Даже Эльвира, которая после урока подзывала его к буфету и угощала сладостями, хотела знать, вернется ли он в школу, есть ли у него сестры, помнит ли он своего отца. Дино отвечал, паясничая, но вместе с тем и недовольно хмурясь.
— Он похож на меня, — говорил я Эльвире. — Когда я был мальчиком и меня кто-то целовал, я вытирал щеку рукавом.
— Дети, — говорила Эльвира, — современные дети.

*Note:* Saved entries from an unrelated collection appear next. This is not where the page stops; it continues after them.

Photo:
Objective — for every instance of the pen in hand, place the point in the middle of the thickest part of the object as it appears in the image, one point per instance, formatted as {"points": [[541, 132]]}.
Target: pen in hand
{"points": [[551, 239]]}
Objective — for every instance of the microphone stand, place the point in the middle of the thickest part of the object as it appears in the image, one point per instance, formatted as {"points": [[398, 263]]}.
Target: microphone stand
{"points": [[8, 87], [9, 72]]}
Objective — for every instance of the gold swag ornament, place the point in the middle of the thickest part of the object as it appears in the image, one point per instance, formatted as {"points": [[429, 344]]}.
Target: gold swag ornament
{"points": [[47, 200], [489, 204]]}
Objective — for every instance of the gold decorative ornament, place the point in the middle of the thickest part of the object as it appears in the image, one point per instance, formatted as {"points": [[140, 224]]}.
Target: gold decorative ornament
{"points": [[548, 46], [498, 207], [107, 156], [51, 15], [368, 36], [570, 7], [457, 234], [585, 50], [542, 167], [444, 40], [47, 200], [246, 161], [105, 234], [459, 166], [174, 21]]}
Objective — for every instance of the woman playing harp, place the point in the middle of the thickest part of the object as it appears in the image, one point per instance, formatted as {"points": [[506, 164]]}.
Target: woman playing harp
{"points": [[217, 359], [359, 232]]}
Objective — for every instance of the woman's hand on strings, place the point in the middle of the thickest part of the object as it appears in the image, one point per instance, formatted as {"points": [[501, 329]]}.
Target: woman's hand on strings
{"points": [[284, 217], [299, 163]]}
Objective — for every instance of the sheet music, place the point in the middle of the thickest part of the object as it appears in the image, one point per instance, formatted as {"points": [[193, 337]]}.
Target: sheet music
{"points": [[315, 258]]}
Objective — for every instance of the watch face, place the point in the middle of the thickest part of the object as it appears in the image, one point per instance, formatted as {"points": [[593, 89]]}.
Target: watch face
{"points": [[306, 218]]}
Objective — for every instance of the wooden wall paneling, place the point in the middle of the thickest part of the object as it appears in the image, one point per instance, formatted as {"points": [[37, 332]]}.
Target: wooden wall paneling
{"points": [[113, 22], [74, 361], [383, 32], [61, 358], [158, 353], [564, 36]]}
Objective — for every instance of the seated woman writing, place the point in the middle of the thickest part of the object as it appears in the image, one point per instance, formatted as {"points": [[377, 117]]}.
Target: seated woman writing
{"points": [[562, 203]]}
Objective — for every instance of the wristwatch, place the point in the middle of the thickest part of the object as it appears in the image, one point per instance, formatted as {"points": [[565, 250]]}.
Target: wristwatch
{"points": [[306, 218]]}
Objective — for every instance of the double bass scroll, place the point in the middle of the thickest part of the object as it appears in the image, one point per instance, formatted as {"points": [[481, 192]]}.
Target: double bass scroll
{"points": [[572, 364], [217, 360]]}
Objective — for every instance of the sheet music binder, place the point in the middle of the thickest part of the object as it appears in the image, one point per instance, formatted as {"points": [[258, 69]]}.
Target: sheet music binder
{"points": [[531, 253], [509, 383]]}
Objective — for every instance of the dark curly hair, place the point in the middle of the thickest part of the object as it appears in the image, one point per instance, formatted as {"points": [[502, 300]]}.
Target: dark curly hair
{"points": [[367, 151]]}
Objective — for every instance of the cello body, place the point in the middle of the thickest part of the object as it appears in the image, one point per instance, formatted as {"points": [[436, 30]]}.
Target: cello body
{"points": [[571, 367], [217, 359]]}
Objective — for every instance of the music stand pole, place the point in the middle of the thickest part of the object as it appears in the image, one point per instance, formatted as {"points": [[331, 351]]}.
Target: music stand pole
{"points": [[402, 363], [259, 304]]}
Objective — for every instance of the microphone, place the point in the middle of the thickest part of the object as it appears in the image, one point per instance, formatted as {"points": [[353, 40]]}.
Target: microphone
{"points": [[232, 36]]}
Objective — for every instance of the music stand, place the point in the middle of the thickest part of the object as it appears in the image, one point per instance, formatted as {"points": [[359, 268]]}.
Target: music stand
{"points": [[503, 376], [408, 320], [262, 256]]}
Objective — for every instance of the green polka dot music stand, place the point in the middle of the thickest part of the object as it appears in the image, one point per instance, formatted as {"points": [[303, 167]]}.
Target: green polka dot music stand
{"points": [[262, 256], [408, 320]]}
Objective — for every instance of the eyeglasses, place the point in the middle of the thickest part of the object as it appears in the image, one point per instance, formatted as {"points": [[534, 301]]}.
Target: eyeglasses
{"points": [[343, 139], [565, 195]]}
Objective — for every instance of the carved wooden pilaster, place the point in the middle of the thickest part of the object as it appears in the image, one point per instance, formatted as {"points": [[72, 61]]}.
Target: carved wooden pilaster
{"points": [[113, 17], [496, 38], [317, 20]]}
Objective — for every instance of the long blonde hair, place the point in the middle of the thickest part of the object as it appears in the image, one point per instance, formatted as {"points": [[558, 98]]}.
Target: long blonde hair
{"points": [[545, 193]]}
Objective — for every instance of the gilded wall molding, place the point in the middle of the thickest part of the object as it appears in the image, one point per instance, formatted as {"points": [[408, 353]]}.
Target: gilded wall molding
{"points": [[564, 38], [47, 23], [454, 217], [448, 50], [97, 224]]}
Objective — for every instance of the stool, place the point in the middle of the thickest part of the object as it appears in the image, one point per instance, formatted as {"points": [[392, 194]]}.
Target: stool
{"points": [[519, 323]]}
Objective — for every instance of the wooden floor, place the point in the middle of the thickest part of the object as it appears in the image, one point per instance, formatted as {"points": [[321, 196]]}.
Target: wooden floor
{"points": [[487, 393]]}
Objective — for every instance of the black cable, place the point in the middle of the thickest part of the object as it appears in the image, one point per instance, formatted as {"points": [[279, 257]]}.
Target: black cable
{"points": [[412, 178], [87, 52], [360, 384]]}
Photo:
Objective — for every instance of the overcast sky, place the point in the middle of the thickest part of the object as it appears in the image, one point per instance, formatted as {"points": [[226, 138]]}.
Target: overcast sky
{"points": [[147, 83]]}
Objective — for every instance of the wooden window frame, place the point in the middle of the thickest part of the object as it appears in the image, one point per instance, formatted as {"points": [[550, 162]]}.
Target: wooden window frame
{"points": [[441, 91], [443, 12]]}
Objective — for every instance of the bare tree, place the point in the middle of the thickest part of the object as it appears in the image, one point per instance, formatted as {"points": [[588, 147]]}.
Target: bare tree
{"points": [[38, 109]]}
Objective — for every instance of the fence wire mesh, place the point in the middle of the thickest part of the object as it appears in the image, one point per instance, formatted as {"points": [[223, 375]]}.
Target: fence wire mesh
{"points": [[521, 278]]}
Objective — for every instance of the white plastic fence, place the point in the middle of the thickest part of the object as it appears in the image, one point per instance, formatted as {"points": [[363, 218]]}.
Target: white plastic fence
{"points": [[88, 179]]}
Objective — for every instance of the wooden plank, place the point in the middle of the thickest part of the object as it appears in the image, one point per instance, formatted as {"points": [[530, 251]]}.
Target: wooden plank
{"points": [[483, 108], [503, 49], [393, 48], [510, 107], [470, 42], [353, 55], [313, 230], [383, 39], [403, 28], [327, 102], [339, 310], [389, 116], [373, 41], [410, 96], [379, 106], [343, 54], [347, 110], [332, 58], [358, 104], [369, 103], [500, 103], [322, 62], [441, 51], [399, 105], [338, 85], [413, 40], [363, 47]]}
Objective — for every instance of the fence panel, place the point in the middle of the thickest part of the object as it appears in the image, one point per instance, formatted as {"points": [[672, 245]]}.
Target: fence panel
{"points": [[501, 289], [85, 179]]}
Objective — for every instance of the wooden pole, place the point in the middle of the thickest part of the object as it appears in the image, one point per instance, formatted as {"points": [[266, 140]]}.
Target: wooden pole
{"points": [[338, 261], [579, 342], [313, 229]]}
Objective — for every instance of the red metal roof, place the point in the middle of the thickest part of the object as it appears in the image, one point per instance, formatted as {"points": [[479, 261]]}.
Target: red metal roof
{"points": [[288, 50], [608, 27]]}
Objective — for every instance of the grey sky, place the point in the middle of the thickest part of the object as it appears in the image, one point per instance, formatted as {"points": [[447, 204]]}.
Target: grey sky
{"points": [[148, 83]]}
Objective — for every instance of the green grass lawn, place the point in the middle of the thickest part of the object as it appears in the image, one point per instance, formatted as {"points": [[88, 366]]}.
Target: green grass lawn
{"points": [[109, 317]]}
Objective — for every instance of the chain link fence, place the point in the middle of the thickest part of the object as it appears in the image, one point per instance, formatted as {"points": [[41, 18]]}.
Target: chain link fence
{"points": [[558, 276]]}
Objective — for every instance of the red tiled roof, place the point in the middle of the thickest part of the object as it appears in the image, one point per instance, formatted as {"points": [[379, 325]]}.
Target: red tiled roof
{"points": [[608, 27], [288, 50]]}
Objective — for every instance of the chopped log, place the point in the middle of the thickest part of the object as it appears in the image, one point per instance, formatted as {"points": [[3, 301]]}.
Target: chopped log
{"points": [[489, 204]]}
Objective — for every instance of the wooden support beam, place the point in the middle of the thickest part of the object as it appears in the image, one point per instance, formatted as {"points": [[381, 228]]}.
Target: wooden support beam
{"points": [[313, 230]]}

Мать работает, и ребенок болтается сам по себе.
— Но в любой крестьянской семье мать работает, — объяснял я. — Так было всегда.
— А она работает санитаркой? — спрашивала Эльвира. — И они живут в остерии?
— Что вы прицепились к этой остерии. Сейчас такое творится…
После тех слез Эльвира больше ни разу не выдала себя. Все, что происходило: мертвецы, пожары, угнанные в концентрационные лагеря, зима и голод очень легко выводили меня из равновесия, и я срывался на крик, но, чтобы прийти в отчаяние из-за капризов, из-за сердечных переживаний, было необходимо спокойное время. Впрочем, о любви, о ее бессмысленной любви мы никогда не заговаривали. Ярко-красные цветы в саду завяли, да и весь сад засох и стал унылым. Налетел сильный ветер и оборвал всю листву. Я сказал Эльвире, нужно благодарить судьбу за то, что у нее есть дом, очаг, теплая постель и суп. Пусть благодарит. Кому-то еще хуже.
— Я всегда видела, — сказала она, задетая за живое, — беда приходит к тому, кто ее ищет.
— Например, Италия, вступив в войну.
— Я говорю не об этом. Достаточно выполнять свой долг. Верить…
— Подчиняться и сражаться[10], — продолжил я. — Завтра вернусь с кинжалом и черепом[11].